Critical features of MemoizR include dynamic lazy memoization, which determines if values need to be reevaluated. Another feature is declarative structured concurrency, which makes building and handling scenarios more straightforward. Regarding scenarios, MemoizR also builds a dependency graph, which helps reduce unnecessary computations if a particular branch has not been affected by changes. These features also lead to automatic synchronization and improved overall performance.

Let’s look at an example application.

Hello MemoizR Sample

To start with MemoizR, you must install the latest version into a new Console project. As of this post, MemoizR is still in prerelease, so you should enable prerelease visibility in your NuGet tool window. You may also run the following command.

dotnet add package MemoizR --version 0.1.0-rc4

Once you install the dependency, paste the following code into the Program.cs file of the project.

using MemoizR;

var f = new MemoFactory();

var one = f.CreateSignal(2);
var two = f.CreateSignal(2);

var squareOne = f.CreateMemoizR(async () =>
{
    var value = await one.Get();
    Console.WriteLine($"Square One: {value}");
    return Math.Pow(value, 2);
});

var squareTwo = f.CreateMemoizR(async () =>
{
    var value = await two.Get();
    Console.WriteLine($"Square Two: {value}");
    return Math.Pow(value, 2);
});

var final = f.CreateMemoizR(async () =>
{
    var result = await squareOne.Get() + await squareTwo.Get();
    Console.WriteLine("Add Squares");
    return result;
});


while (true)
{
    Console.Write($"Set one (current: {await one.Get()}):");
    var user1 = Console.ReadLine();
    if (user1 is not null && int.TryParse(user1, out var value)) {
        await one.Set(value);
    }
    
    Console.Write($"Set two (current: {await two.Get()}):");
    var user2 = Console.ReadLine();
    if (user2 is not null && int.TryParse(user2, out value)) {
        await two.Set(value);
    }

    var result = await final.Get();
    Console.WriteLine($"Result is {result}.\n");
}

This sample aims to show the dependency graph in action by changing the values of one and two. We’ll execute the following scenarios from this app:

Initial run
Change the value of one and not two
Change the value of two and not one
Change no values.

We should see the following outputs reflecting which parts of the graph were executed.

Let’s start with the initial run’s output.

Set one (current: 2):
Set two (current: 2):
Square One: 2
Square Two: 2
Add Squares
Result is 8.

You can see all parts of our graph executed.
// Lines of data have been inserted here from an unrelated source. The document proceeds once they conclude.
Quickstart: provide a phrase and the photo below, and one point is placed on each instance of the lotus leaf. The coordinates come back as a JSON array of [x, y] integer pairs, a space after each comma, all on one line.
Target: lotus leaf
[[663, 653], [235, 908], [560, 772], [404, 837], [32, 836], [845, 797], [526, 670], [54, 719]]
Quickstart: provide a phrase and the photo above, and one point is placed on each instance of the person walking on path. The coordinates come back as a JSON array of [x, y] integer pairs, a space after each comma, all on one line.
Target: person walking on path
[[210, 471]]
Now, let’s only change the value of one. You’ll notice only half of the graph dependent on the one value is executed.

Set one (current: 2):3
Set two (current: 2):
Square One: 3
Add Squares
Result is 13.

Now let’s only change two. We should see the opposite is true.

Set one (current: 3):
Set two (current: 2):1
Square Two: 1
Add Squares
Result is 10.

Finally, let’s not change any values. Our graph should not execute any nodes, as it’s value is unchanged.

Set one (current: 3):
Set two (current: 1):
Result is 10.

Cool!

Conclusion

This library is still early but shows much promise for building complex multi-threaded scenarios where elements may or may not change. As you say in the sample, the code is easy to follow and the flow is easily modifiable. I think the author has something interesting here and I hope to see how they evolve it over time.

I hope you give MemoizR a try and let me know what you think. As always, thanks for reading and sharing my posts. Cheers :)